Figure 1Genomic approaches to ncRNA identification. Both the traditional laboratory approach and the more recent high-throughput sequencing approach begin with the isolation of total RNA from culture, followed by size selection of the RNA by excising a given band from a polyacrylamide gel. Under the traditional approach the excised RNA is cloned then sequenced by Sanger Sequencing to obtain candidate miRNA sequences. With High-throughput sequencing the RNA is sequenced directly without cloning and bioinformatics is used to select the best candidates.

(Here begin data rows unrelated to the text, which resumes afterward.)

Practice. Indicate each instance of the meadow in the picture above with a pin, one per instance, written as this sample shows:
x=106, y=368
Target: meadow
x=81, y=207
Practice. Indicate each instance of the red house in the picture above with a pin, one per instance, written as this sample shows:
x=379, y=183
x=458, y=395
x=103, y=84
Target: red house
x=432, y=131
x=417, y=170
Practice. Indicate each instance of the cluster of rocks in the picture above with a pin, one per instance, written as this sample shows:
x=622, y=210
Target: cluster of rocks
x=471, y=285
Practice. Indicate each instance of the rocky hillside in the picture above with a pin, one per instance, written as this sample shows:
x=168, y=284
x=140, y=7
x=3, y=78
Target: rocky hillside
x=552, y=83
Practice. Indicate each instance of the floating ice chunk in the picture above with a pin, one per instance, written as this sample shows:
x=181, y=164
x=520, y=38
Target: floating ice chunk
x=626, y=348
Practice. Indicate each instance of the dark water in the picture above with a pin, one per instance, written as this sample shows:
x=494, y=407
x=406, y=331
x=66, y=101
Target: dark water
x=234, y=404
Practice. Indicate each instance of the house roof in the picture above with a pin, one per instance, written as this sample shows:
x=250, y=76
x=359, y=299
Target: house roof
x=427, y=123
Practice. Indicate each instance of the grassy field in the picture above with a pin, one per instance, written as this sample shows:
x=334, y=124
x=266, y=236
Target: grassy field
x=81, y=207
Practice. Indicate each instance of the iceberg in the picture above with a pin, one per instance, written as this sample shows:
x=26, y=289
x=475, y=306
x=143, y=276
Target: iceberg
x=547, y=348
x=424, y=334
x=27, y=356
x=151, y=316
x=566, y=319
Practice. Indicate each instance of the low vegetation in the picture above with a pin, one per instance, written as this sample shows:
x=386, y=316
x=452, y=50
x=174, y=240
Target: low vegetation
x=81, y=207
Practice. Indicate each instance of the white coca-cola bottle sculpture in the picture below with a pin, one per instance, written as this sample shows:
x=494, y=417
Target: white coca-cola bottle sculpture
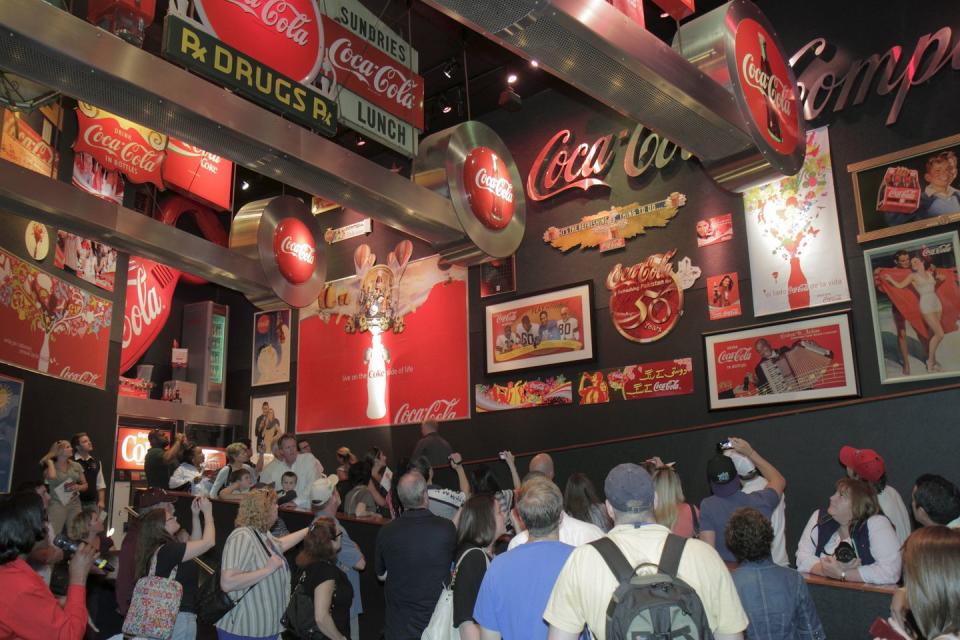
x=376, y=360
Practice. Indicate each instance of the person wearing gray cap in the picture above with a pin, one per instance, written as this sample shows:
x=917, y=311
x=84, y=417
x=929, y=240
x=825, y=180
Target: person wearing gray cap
x=585, y=584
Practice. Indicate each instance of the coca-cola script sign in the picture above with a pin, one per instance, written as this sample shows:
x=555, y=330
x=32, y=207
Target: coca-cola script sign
x=52, y=327
x=150, y=287
x=295, y=250
x=373, y=75
x=121, y=145
x=802, y=360
x=336, y=382
x=489, y=189
x=637, y=381
x=286, y=35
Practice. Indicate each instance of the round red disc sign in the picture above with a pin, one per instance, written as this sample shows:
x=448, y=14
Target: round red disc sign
x=489, y=188
x=295, y=250
x=765, y=82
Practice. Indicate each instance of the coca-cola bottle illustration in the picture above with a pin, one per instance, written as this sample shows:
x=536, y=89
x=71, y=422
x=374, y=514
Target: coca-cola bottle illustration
x=773, y=121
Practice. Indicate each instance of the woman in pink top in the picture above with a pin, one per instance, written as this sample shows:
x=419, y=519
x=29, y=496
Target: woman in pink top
x=670, y=508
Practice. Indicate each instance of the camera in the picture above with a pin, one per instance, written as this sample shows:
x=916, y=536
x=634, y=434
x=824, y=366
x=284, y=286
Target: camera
x=845, y=552
x=70, y=547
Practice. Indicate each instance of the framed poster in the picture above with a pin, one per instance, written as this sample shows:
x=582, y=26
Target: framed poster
x=907, y=190
x=52, y=327
x=402, y=346
x=808, y=359
x=793, y=237
x=547, y=328
x=915, y=304
x=271, y=347
x=268, y=421
x=11, y=394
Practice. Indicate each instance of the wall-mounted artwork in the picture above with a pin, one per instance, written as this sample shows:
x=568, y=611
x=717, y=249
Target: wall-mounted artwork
x=543, y=329
x=907, y=190
x=915, y=304
x=807, y=359
x=793, y=235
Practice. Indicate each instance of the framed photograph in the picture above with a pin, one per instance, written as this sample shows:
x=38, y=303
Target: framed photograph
x=915, y=303
x=543, y=329
x=907, y=190
x=807, y=359
x=268, y=421
x=271, y=347
x=11, y=394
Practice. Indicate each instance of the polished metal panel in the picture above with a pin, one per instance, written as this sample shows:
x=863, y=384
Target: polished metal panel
x=61, y=205
x=439, y=166
x=161, y=410
x=594, y=47
x=70, y=55
x=252, y=236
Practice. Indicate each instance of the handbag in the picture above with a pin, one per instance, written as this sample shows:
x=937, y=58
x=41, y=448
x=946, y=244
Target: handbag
x=155, y=605
x=441, y=626
x=213, y=602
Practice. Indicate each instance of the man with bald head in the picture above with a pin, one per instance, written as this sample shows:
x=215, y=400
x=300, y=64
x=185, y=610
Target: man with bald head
x=413, y=556
x=543, y=463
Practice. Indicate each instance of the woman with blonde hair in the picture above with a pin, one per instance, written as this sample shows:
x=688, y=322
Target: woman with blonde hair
x=851, y=540
x=931, y=575
x=66, y=481
x=670, y=507
x=253, y=570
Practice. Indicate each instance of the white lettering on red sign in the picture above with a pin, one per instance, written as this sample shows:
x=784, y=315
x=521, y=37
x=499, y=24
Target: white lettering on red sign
x=280, y=16
x=437, y=410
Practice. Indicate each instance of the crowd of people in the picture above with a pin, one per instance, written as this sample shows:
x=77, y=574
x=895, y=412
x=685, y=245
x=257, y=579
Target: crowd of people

Computational approaches do not begin with biological samples but instead use mathematical models based on known ncRNAs to search an already sequenced genome. Both the traditional and computational approaches require that candidate gene expression be confirmed by additional laboratory work. Key: Molecular biology stages are represented by the flask icon. All other stages use RNA genomic and bioinformatics procedures.

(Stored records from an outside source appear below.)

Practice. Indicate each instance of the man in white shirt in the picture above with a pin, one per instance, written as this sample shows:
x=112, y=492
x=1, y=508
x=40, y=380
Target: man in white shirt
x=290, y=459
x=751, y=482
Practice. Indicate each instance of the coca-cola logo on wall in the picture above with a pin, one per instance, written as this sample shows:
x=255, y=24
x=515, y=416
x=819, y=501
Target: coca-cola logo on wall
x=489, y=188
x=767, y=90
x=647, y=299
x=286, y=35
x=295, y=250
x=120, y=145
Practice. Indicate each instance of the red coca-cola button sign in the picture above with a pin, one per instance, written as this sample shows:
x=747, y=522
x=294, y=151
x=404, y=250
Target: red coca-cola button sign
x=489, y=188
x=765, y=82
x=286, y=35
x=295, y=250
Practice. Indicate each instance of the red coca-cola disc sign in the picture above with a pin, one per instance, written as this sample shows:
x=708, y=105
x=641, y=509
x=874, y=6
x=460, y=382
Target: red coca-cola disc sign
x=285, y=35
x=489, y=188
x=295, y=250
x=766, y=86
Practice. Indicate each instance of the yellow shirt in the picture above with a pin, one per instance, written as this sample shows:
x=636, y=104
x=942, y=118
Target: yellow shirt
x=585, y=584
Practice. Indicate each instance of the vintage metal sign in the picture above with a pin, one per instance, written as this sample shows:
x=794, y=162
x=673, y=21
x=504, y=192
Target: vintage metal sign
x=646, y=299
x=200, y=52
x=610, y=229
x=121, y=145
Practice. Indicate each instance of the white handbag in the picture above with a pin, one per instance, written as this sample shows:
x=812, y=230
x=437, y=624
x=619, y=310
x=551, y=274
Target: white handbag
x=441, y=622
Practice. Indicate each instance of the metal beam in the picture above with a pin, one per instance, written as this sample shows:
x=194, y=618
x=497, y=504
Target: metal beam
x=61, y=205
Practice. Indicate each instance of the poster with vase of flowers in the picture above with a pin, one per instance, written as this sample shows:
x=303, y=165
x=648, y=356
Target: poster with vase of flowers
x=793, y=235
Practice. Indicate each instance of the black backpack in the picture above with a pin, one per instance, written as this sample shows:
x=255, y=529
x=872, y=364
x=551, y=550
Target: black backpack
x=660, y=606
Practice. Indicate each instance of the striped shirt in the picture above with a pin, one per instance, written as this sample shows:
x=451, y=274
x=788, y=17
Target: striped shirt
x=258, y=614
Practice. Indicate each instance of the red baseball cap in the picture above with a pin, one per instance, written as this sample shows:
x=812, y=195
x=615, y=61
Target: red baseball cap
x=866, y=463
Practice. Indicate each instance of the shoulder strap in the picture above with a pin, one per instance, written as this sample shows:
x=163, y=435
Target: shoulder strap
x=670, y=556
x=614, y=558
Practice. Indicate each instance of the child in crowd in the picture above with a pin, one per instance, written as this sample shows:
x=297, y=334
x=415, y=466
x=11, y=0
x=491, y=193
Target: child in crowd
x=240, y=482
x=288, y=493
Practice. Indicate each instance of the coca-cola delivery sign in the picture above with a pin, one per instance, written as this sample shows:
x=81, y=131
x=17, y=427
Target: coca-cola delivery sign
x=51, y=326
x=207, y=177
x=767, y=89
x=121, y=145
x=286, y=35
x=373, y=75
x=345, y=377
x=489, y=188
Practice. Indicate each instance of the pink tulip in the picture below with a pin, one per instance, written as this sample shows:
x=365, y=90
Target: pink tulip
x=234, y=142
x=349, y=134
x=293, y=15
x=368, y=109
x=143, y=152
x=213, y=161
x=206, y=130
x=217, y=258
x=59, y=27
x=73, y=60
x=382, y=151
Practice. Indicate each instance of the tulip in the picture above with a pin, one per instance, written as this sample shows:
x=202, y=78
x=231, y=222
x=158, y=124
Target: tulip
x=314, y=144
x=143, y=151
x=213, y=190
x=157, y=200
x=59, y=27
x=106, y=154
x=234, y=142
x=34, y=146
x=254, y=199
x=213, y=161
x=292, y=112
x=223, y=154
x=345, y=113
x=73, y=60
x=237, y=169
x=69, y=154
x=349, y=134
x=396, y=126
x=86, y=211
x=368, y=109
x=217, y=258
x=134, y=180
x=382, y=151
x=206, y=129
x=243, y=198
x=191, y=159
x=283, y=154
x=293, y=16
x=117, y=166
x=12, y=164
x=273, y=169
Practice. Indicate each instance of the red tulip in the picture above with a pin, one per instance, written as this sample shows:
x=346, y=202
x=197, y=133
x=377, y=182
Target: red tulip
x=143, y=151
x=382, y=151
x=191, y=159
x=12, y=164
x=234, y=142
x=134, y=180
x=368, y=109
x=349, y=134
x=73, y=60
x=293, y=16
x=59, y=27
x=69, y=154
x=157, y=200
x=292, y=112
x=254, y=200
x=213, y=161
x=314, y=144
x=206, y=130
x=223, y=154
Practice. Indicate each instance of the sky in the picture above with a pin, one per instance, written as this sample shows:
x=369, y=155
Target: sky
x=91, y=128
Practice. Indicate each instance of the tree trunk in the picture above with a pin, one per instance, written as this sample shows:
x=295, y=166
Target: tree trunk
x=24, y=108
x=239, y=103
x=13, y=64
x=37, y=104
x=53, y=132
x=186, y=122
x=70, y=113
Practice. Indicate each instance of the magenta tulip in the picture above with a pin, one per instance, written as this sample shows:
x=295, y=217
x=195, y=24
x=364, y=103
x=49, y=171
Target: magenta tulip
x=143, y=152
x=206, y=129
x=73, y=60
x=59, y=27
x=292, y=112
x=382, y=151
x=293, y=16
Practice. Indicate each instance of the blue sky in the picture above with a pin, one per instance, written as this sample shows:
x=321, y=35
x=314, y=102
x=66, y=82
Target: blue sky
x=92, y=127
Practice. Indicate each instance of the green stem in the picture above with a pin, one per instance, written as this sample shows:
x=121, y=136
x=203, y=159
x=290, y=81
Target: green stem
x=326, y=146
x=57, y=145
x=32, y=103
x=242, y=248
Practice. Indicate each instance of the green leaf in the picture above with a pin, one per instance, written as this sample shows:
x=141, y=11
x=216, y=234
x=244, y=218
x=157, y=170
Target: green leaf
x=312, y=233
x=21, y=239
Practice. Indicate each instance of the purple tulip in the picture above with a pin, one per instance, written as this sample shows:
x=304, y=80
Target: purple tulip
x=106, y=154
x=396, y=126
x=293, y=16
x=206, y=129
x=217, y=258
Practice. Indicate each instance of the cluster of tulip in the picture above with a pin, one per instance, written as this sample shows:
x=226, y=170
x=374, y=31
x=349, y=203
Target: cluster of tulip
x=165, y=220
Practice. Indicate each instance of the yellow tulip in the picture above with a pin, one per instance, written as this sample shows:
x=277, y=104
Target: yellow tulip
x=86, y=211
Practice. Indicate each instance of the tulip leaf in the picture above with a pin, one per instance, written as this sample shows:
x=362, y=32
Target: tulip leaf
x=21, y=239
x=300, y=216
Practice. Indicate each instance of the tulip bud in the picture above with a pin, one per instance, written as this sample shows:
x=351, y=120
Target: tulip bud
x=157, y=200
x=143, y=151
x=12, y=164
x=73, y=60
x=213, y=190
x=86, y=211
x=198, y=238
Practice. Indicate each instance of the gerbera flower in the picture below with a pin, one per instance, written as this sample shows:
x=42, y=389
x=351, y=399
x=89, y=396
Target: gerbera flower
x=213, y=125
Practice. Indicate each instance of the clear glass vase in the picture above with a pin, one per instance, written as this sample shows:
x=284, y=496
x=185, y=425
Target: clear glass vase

Figure 2A general approach for using high-throughput sequencing data to search for small and larger ncRNAs. Total RNA can contain ncRNA sequences of different sizes. Small ncRNAs such as miRNAs and siRNAs will produce data containing the ncRNA sequence plus adaptor sequence. Once the adaptor is trimmed off, the sequence is ready for mapping and further genomics. When longer ncRNAs are sequenced, they are fragmented to a predetermined size by the sequencing process. After sequencing they can be assembled by mapping (see text) into their longer sequences. This approach was successfully used for the analysis of ncRNAs from Giardia lamblia (see text for details).
Figure 3ncRNAs processes characterized in . Giardia has two nuclei which appear identical and replicate at the same time and all of the processes within Transcription, RNP Biogenesis, Transcriptional regulation, and Core RNA processing could be expected to be found in both nuclei. RNAi may also be important in viral defense since some siRNAs found in high-throughput sequencing do map to the stable Giardiavirus (unpublished results). It is not known yet whether Giardia has RNA storage granules but their presence in Trypanosoma does not preclude them here. A similar diagram can be visualized for Trichomonas except that it only has one nucleus.